日本の近現代史を正した「たった4票」の重み もし吉田茂、鳩山一郎、岸信介と続いていたら
湛山は、政治家になっても、その持論をいっさい曲げることはなかったそうです。
「第1次吉田内閣で大蔵大臣を務めていた湛山は、戦勝国というだけで、将校が住む家の電気代やガス代、ゴルフ代の支払いなどを日本にさせようとするGHQの要求を、断固拒否しただけでなく、占領政策そのものの歪みを堂々と指摘しました」
GHQの統治下におかれた日本で、そのGHQに立ち向かう人物がいたことに驚き、そんなことをして大丈夫なのだろうかという疑問もわいてきます。
「湛山という政治家を恐れたGHQは、本来なら追放基準に該当しない、いわれのない理由で、湛山を公職追放。湛山は数年間にわたって、政治活動はおろか、言論人としての活動もできない日々を送ることになったのです」
やっぱりだめか。でも、湛山は大蔵大臣なのだから、吉田首相は閣僚を守ろうとしなかったのでしょうか。
「吉田茂は首相として、石橋大臣の追放にきちんと対応せず、GHQの言いなりになった。その後、吉田とは対立関係が強まり、湛山は、生涯を通じて徹底した反吉田の姿勢を貫き、その怒りを内在化させて政治活動に結びつけました」
石橋首相の65日には大きな意味がある
湛山の強さは、正義と怒りが重要な要素だったのでしょう。さて、こんなに日本を想う政治家だった湛山が、なぜたった65日で内閣を解散してしまったのでしょうか。
理由は、「体調を崩した湛山が病院で精密検査をしてみると、2カ月間の静養加療要するという結果で、湛山にとって、2カ月の政治空白など到底考えられなかった」のだそうです。これはなんとも残念な幕引き。正直、もっと粘ってほしかった。
ただ、これまで私が抱いてきた政治家のイメージは「お金」でした。お金に絡んだ不祥事が発覚して失脚する政治家を何人も目にしてきたことでそんなイメージができあがっていましたが、湛山は別。こんなに潔い政治家を見た記憶がありません。
そして、保阪氏は、湛山政権の65日の意味を話します。たった65日に意味があるのかと思っていましたが、この話がとってもよかった。

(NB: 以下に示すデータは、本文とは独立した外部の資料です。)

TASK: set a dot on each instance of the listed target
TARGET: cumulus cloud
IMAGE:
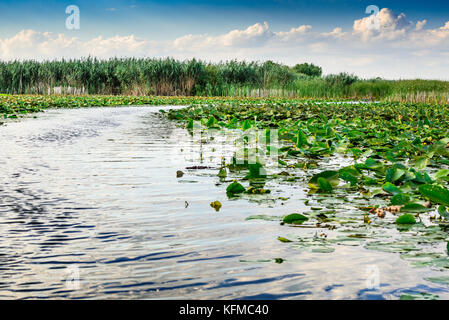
(395, 47)
(384, 25)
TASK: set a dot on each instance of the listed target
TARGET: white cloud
(384, 25)
(398, 48)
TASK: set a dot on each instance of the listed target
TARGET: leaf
(399, 199)
(414, 207)
(235, 188)
(435, 193)
(211, 122)
(222, 173)
(421, 163)
(256, 170)
(331, 176)
(441, 174)
(295, 218)
(246, 125)
(324, 185)
(394, 174)
(301, 139)
(406, 219)
(391, 188)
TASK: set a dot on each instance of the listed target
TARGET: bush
(308, 69)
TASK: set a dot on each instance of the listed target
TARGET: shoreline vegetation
(195, 78)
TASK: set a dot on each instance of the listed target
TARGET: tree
(308, 69)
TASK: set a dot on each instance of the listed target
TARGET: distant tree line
(147, 76)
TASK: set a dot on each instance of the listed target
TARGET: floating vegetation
(376, 174)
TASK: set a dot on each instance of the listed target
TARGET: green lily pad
(435, 194)
(406, 219)
(295, 218)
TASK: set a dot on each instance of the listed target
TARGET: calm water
(94, 193)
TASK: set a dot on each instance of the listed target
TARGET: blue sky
(411, 39)
(160, 20)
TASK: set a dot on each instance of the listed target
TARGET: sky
(395, 39)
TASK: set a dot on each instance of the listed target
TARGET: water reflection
(96, 190)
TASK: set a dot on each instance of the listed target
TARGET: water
(92, 194)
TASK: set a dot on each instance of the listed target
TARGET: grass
(393, 195)
(170, 77)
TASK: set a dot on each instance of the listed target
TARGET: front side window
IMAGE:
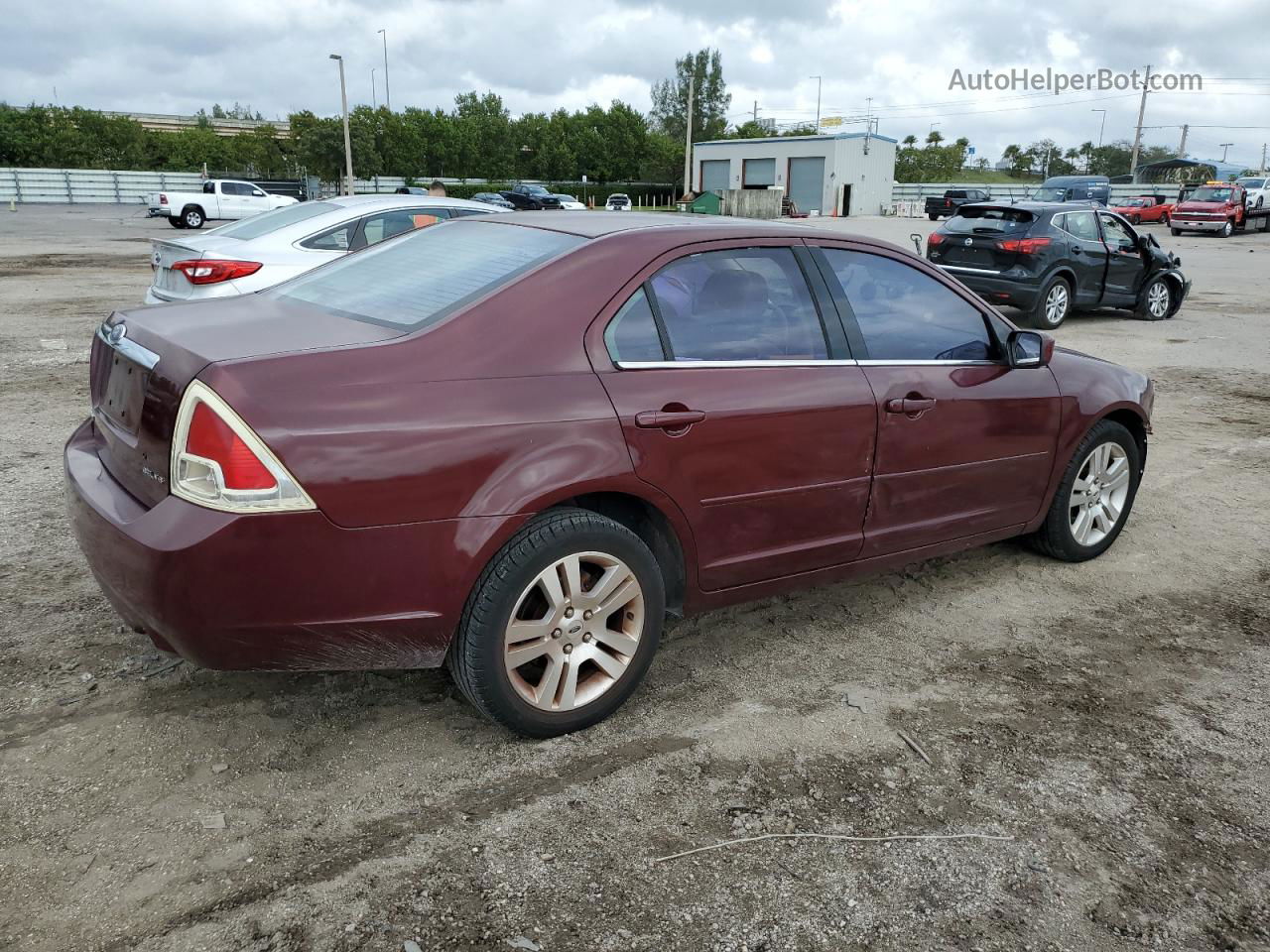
(906, 315)
(747, 303)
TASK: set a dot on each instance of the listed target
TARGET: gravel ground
(1107, 717)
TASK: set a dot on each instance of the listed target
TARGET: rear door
(1086, 254)
(965, 444)
(739, 403)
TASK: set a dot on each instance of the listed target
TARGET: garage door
(758, 173)
(807, 182)
(714, 175)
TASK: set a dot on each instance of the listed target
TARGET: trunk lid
(144, 359)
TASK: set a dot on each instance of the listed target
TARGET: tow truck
(1220, 207)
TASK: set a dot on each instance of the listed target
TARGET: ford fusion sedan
(1052, 261)
(268, 249)
(451, 449)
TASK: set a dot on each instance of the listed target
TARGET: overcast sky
(539, 55)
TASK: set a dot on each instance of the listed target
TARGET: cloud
(177, 58)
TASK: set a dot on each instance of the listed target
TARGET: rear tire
(1053, 304)
(576, 667)
(1095, 497)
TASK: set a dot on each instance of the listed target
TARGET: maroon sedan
(511, 444)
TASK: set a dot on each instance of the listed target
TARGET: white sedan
(258, 253)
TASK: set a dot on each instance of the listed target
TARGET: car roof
(594, 225)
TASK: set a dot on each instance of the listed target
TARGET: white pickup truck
(220, 198)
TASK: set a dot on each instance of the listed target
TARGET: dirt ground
(1109, 717)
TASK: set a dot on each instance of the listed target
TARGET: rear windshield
(970, 220)
(417, 280)
(278, 218)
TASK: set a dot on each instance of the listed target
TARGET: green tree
(710, 98)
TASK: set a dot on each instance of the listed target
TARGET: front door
(738, 405)
(965, 444)
(1084, 253)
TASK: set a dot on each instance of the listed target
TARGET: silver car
(258, 253)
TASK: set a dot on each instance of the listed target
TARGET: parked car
(534, 198)
(1055, 259)
(1216, 206)
(492, 198)
(1256, 190)
(262, 252)
(447, 449)
(218, 199)
(952, 199)
(1143, 208)
(1074, 188)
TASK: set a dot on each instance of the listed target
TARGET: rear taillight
(220, 463)
(1024, 246)
(209, 271)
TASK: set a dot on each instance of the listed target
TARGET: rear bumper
(271, 592)
(996, 290)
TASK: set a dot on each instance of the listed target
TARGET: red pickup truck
(1141, 208)
(1214, 206)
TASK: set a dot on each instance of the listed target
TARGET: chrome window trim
(677, 365)
(964, 268)
(130, 348)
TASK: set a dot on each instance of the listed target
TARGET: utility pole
(348, 148)
(688, 144)
(388, 94)
(1142, 112)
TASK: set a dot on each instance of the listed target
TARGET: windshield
(988, 221)
(417, 280)
(1209, 193)
(267, 223)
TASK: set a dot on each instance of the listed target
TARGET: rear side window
(747, 303)
(989, 221)
(906, 315)
(278, 218)
(425, 276)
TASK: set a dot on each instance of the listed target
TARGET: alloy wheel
(1098, 494)
(1157, 299)
(574, 631)
(1056, 304)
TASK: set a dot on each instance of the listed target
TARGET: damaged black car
(1052, 261)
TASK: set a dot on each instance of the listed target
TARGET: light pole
(388, 93)
(348, 146)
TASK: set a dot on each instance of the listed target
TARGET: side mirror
(1029, 348)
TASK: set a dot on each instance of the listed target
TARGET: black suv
(531, 197)
(1053, 259)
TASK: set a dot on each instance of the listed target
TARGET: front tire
(1156, 301)
(1093, 500)
(1055, 304)
(562, 626)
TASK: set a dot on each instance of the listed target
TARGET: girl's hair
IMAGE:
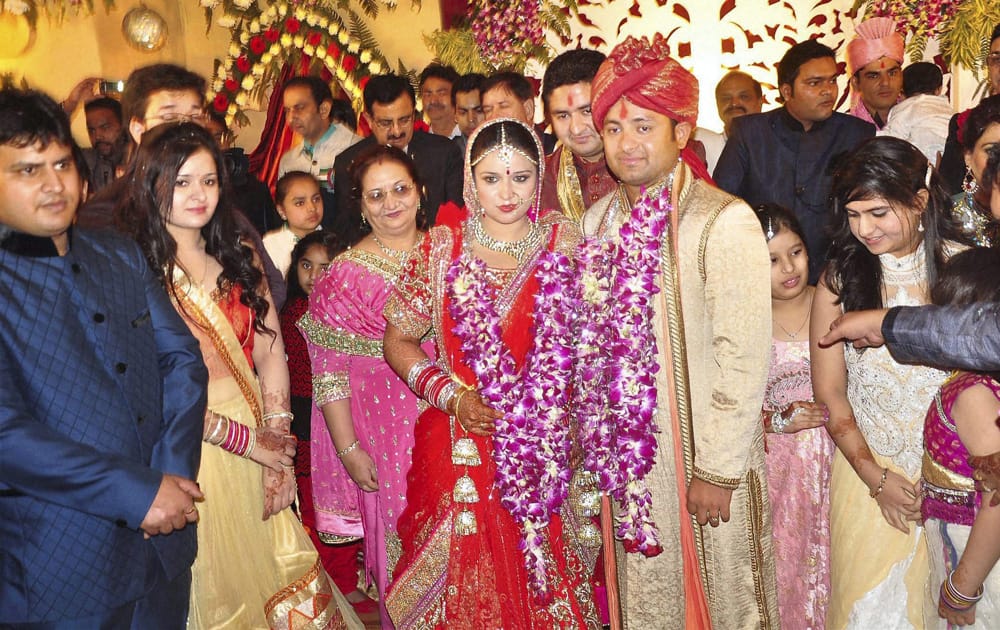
(327, 240)
(285, 182)
(142, 213)
(362, 163)
(970, 276)
(991, 174)
(775, 218)
(896, 171)
(979, 119)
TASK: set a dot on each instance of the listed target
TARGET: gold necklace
(518, 250)
(797, 331)
(393, 254)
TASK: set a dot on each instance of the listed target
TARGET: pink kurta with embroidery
(343, 329)
(798, 480)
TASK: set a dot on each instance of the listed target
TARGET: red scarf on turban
(644, 73)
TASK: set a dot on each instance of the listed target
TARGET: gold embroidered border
(388, 269)
(332, 539)
(729, 483)
(754, 528)
(349, 343)
(938, 475)
(193, 311)
(330, 387)
(418, 596)
(568, 187)
(305, 603)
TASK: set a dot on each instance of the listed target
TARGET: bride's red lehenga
(444, 579)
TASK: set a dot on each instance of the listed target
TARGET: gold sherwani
(724, 337)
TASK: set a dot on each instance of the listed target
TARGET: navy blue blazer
(770, 158)
(965, 337)
(89, 346)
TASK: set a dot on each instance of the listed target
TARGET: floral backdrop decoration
(504, 34)
(264, 38)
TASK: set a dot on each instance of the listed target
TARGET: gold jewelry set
(464, 452)
(519, 250)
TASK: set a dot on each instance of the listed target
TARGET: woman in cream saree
(256, 567)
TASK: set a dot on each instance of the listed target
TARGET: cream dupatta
(249, 573)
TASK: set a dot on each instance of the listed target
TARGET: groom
(713, 333)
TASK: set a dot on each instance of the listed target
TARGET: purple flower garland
(617, 354)
(531, 444)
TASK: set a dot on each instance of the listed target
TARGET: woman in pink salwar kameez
(362, 422)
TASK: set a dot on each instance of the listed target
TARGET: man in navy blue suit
(102, 398)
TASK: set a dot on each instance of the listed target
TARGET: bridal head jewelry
(505, 151)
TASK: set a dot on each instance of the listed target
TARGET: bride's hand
(899, 501)
(799, 416)
(362, 469)
(275, 449)
(476, 417)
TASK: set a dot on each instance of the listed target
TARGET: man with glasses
(308, 103)
(436, 84)
(153, 95)
(390, 109)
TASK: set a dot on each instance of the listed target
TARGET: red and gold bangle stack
(432, 384)
(235, 437)
(952, 598)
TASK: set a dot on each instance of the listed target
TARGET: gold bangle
(881, 484)
(457, 398)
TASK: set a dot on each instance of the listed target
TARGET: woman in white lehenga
(893, 230)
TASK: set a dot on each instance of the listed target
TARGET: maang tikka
(504, 150)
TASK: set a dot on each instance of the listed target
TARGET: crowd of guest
(462, 372)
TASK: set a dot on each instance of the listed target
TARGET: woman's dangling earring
(969, 186)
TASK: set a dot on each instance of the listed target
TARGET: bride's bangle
(881, 484)
(952, 598)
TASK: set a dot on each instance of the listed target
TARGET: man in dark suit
(785, 156)
(390, 108)
(102, 401)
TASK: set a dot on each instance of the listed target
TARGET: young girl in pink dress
(961, 524)
(799, 450)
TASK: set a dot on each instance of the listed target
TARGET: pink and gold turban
(643, 72)
(876, 38)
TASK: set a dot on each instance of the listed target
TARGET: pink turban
(643, 72)
(876, 38)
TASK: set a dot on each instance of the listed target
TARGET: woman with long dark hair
(893, 230)
(255, 562)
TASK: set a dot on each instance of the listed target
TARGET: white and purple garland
(531, 444)
(617, 354)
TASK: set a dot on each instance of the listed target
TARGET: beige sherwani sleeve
(738, 313)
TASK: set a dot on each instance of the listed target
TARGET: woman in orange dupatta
(256, 567)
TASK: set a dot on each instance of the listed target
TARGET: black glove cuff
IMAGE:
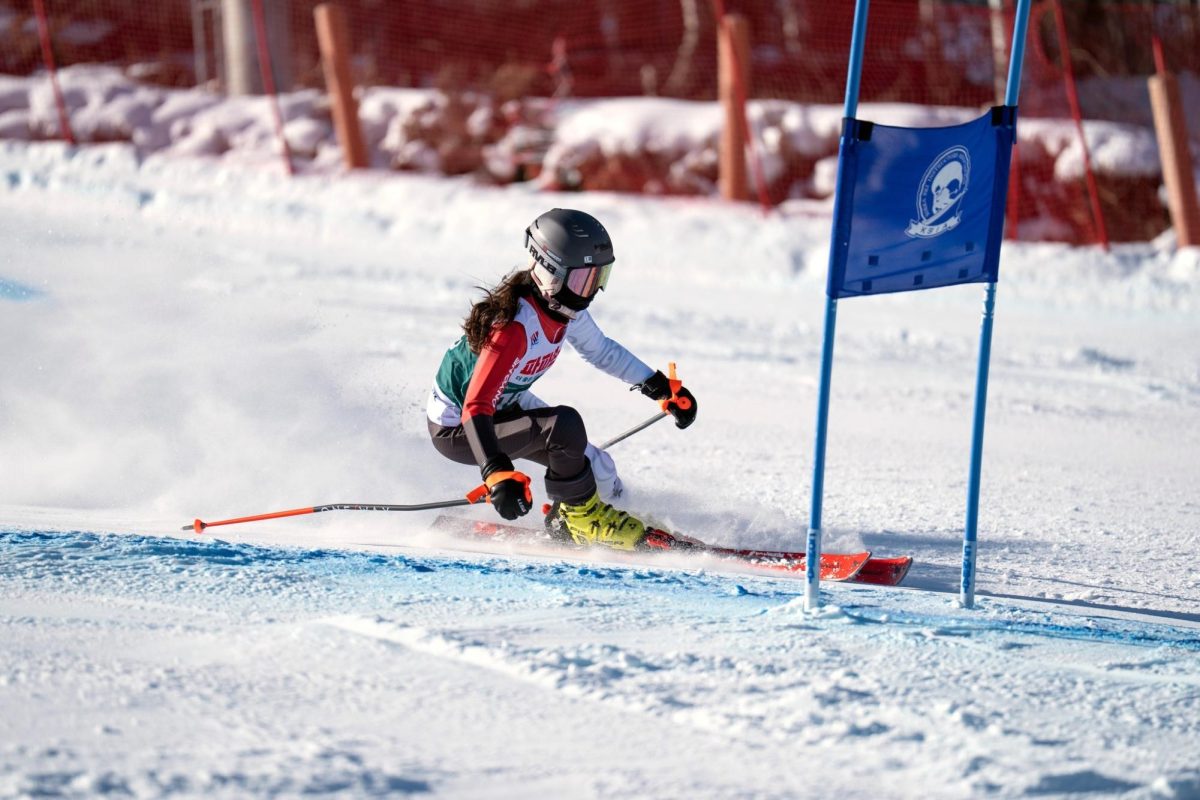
(497, 463)
(657, 386)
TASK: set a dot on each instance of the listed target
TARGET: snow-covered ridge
(641, 144)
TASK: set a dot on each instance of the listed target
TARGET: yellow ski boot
(594, 522)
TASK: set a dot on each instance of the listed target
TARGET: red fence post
(43, 31)
(264, 64)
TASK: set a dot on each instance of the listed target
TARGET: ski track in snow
(198, 338)
(109, 630)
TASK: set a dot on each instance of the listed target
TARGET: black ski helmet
(571, 258)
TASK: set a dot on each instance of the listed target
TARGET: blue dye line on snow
(132, 552)
(17, 292)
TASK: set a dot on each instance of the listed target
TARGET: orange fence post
(732, 80)
(334, 38)
(1176, 157)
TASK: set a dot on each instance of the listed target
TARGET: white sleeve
(604, 353)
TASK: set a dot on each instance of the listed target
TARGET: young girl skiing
(480, 410)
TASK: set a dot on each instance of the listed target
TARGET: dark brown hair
(497, 307)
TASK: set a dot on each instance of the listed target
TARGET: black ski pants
(552, 437)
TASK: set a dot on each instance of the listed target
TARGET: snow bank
(633, 144)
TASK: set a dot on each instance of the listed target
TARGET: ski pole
(683, 402)
(475, 495)
(640, 426)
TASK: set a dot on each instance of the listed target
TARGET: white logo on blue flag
(941, 192)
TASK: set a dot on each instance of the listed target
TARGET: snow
(192, 337)
(107, 106)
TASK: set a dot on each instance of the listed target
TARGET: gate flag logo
(940, 194)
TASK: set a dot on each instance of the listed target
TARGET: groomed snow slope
(185, 338)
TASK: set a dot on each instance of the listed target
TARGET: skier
(480, 410)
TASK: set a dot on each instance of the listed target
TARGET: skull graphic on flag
(940, 194)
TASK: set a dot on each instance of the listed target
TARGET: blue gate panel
(921, 208)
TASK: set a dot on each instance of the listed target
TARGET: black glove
(672, 397)
(508, 491)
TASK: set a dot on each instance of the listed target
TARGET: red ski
(833, 566)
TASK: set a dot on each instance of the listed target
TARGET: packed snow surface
(191, 338)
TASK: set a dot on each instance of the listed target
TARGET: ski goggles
(587, 281)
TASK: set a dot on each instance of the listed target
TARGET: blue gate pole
(813, 546)
(971, 533)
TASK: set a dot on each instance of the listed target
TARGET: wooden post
(733, 86)
(1176, 157)
(334, 37)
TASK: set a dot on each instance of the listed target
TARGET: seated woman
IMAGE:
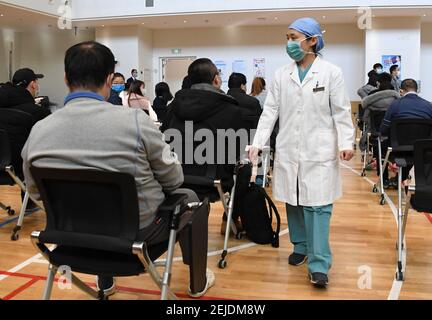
(163, 96)
(136, 99)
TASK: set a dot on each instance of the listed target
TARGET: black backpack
(257, 217)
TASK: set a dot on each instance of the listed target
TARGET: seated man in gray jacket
(90, 133)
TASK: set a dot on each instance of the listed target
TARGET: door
(174, 70)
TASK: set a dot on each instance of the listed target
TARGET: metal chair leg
(85, 288)
(170, 256)
(17, 229)
(400, 275)
(49, 282)
(382, 192)
(222, 262)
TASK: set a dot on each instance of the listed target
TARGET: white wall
(44, 6)
(145, 56)
(345, 47)
(399, 36)
(44, 53)
(7, 38)
(426, 61)
(83, 9)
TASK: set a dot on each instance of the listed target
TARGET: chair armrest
(171, 202)
(401, 162)
(198, 181)
(86, 241)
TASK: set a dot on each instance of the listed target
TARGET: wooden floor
(363, 235)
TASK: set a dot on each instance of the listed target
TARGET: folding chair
(93, 220)
(376, 119)
(419, 197)
(361, 125)
(8, 177)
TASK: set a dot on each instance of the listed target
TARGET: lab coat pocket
(327, 149)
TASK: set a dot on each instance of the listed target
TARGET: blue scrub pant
(309, 229)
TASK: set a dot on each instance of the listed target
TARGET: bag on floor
(257, 217)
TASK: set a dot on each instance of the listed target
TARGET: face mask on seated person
(118, 87)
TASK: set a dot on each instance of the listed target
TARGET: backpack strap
(275, 243)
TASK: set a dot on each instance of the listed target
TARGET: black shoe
(297, 259)
(393, 183)
(319, 280)
(106, 285)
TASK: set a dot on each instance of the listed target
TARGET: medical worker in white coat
(316, 133)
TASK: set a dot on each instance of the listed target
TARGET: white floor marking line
(21, 266)
(397, 285)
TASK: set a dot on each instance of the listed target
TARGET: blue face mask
(295, 51)
(118, 87)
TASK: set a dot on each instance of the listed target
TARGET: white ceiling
(21, 19)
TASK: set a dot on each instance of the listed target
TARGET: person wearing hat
(316, 132)
(19, 95)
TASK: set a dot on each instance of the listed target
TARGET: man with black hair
(395, 73)
(134, 77)
(410, 106)
(250, 106)
(20, 95)
(206, 107)
(90, 133)
(378, 68)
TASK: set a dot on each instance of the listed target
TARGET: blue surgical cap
(309, 27)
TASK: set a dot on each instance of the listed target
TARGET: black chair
(93, 219)
(419, 197)
(216, 193)
(8, 177)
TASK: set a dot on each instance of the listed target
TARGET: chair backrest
(5, 150)
(376, 119)
(405, 132)
(423, 172)
(89, 202)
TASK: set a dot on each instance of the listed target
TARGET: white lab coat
(314, 128)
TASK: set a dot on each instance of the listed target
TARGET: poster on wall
(259, 68)
(239, 66)
(391, 60)
(222, 67)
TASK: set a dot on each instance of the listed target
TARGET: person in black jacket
(19, 97)
(118, 87)
(206, 108)
(250, 106)
(160, 103)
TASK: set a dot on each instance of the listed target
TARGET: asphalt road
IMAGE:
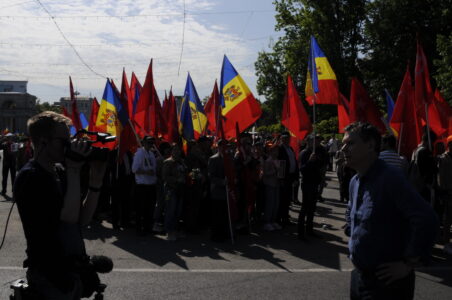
(263, 265)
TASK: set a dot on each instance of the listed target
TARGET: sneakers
(276, 226)
(269, 227)
(158, 228)
(171, 236)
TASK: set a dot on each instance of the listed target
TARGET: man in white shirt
(144, 167)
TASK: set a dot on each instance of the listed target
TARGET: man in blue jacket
(392, 229)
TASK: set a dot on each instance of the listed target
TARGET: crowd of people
(177, 189)
(232, 186)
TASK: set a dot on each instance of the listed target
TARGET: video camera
(92, 137)
(87, 268)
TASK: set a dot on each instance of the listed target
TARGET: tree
(337, 27)
(444, 70)
(390, 33)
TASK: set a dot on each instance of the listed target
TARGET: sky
(110, 35)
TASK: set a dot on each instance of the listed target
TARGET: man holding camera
(47, 192)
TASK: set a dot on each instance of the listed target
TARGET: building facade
(16, 106)
(83, 105)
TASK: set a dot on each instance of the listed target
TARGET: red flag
(165, 107)
(65, 113)
(127, 140)
(142, 110)
(126, 95)
(404, 119)
(439, 113)
(343, 109)
(135, 90)
(93, 116)
(75, 116)
(362, 108)
(294, 116)
(422, 89)
(213, 111)
(172, 134)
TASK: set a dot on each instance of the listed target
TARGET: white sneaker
(276, 226)
(268, 227)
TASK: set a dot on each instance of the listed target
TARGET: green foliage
(371, 40)
(444, 64)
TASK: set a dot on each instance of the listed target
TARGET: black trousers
(8, 168)
(369, 287)
(308, 206)
(145, 197)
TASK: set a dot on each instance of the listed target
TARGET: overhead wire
(69, 43)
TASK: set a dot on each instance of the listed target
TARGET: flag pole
(229, 210)
(400, 138)
(428, 128)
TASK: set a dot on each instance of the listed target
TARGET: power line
(69, 43)
(183, 39)
(193, 13)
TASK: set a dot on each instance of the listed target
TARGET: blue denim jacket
(389, 220)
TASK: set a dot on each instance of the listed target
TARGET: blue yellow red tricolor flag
(198, 116)
(111, 117)
(321, 84)
(239, 104)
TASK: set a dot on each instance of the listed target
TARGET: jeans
(369, 287)
(271, 203)
(174, 205)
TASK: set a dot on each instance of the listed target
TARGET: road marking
(311, 270)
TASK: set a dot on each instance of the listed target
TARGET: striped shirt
(392, 159)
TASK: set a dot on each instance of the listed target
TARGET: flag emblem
(232, 93)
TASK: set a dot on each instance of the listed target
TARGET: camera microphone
(101, 263)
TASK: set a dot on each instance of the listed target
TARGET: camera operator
(47, 192)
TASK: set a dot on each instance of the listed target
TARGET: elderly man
(392, 228)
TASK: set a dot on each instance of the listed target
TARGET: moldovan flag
(294, 116)
(198, 115)
(239, 104)
(93, 117)
(84, 121)
(343, 113)
(404, 121)
(321, 82)
(111, 117)
(362, 108)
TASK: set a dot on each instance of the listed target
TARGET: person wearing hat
(445, 191)
(9, 161)
(144, 167)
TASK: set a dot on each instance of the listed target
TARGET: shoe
(158, 228)
(313, 234)
(448, 249)
(171, 236)
(276, 226)
(268, 227)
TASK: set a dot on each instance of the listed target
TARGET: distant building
(16, 105)
(83, 105)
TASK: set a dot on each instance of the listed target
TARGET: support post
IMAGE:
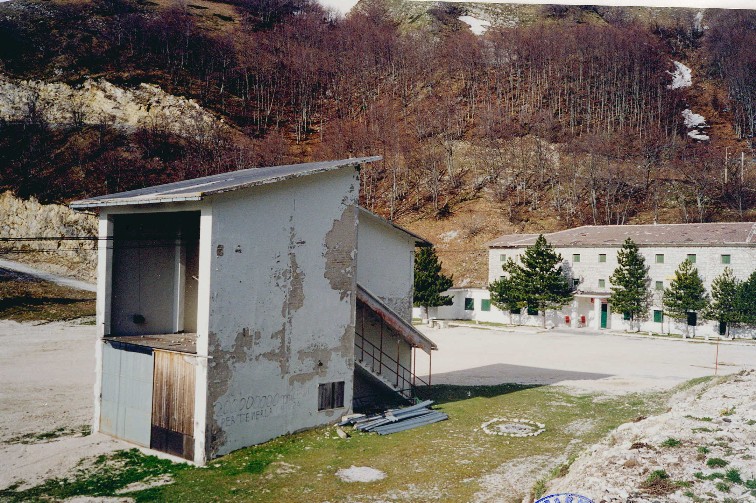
(398, 346)
(414, 364)
(430, 366)
(380, 352)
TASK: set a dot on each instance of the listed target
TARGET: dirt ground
(47, 376)
(589, 361)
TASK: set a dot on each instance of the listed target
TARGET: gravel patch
(711, 421)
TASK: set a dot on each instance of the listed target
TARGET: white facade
(595, 265)
(227, 306)
(590, 257)
(386, 253)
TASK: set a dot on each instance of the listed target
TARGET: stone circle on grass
(513, 427)
(360, 474)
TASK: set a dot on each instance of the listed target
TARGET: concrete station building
(589, 256)
(235, 308)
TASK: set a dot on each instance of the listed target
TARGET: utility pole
(742, 166)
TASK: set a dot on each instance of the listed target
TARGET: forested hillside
(554, 117)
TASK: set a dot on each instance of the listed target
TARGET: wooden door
(173, 404)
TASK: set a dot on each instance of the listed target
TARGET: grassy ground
(440, 462)
(25, 298)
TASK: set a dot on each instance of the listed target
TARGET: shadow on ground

「たとえ65日の内閣だったとしても、石橋内閣が誕生した意味は、とても大きい。湛山は、自民党の総裁を決める決戦選挙で、岸信介にわずか7票で勝利しました。たった7票差です。もし、この7人のうち、4人が岸の名前を書いていたとすれば、戦後の日本は、戦前の日本の中枢にいた人物が、首相を引き継ぐことになったわけです」
本当だ。戦前、吉田茂は外交官、鳩山一郎は国会議員、岸信介は東條英機内閣の商工大臣です。もし、石橋湛山が間に挟まれなかったら、戦前の軍事路線の中枢にいた人物の総理大臣が続くことになります。